FOR HIGH SCHOOL STUDENTS
Learn what the ancient and Judeo-Christian traditions can teach us about contemporary biomedical ethics, sexual morality, marriage and family, and the relationship between faith and reason.
The Witherspoon Institute welcomes high school applicants who are serious about their studies, eager to pursue the truth, and willing to reflect upon their beliefs. No prior exposure to the study of philosophy is necessary, just the willingness to read the assigned texts, to learn from Witherspoon’s professors, and to dialogue with peers. Rising juniors and seniors in high school and rising freshmen in college are all eligible to participate in either the men’s or women’s Moral Life and Classical Tradition Seminar, and in our new online high school seminars, first launched in Fall 2020.
Princeton alum Jose Perez-Benzo recalls his experience at MLCT:
[…] In the Spring of 2012, at my brother’s insistence, I found myself applying to the Moral Life and Classical Tradition Seminar, and I received an eagerly awaited acceptance letter. I was thrilled to have the chance to be a student on a campus where I had only been a tourist.
That summer, reading Plato’s dialogues for the first time in preparation for MLCT proved transformative. Plato was unlike any author I had ever read. Every other author’s thoughts seemed pretty clear to me; I would just pick up a book, read it cover to cover, and move on to the next one. But Plato always hid his thoughts behind Socrates and a dozen other characters. I hated him for it, but not nearly as much as I hated Socrates. Like many a bookish teenager before me, I thought I had all of the answers, but through ceaseless questioning Socrates skewered any such pretensions, both in his interlocutors and, increasingly, in me. When I finally read the Apology from beginning to end on a New York subway ride, I wasn’t sure whether I would have voted to kill Socrates. The gadfly of Athens had pricked my conscience, exposing my intellectual pride.

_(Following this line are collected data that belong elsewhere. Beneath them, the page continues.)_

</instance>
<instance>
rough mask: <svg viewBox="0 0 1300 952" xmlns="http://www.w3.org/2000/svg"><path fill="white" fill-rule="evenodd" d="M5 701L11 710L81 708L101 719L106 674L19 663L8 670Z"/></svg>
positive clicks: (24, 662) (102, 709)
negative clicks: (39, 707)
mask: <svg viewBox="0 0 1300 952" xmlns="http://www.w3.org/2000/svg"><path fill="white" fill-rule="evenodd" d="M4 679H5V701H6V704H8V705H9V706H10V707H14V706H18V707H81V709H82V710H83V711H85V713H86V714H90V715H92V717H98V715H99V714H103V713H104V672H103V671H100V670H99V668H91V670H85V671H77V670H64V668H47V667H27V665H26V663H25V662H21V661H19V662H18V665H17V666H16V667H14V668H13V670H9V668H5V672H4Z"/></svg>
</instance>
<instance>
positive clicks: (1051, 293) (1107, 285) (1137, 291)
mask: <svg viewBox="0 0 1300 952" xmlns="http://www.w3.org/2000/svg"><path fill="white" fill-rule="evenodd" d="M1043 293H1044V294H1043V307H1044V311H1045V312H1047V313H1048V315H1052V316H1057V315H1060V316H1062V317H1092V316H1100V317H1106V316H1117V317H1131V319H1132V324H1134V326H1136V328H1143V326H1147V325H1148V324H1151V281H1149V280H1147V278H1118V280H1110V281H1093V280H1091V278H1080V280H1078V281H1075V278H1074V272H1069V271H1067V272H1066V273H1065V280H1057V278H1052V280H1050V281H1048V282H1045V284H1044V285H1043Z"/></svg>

Since the readings had left such a deep impression on me, I eagerly awaited what surprises the seminar had in store. I was not disappointed. Princeton in June possesses something of that country club atmosphere that F. Scott Fitzgerald described so well, but more than the place it was the people that struck me. […] At MLCT, my teachers were a Protestant, a Catholic, and a Jew, and the students came from a variety of Christian backgrounds. These confessional differences, far from causing contention, led to fruitful debate. I found myself having to defend positions I had merely assumed to be true, marshalling arguments and responding to thoughtful objections.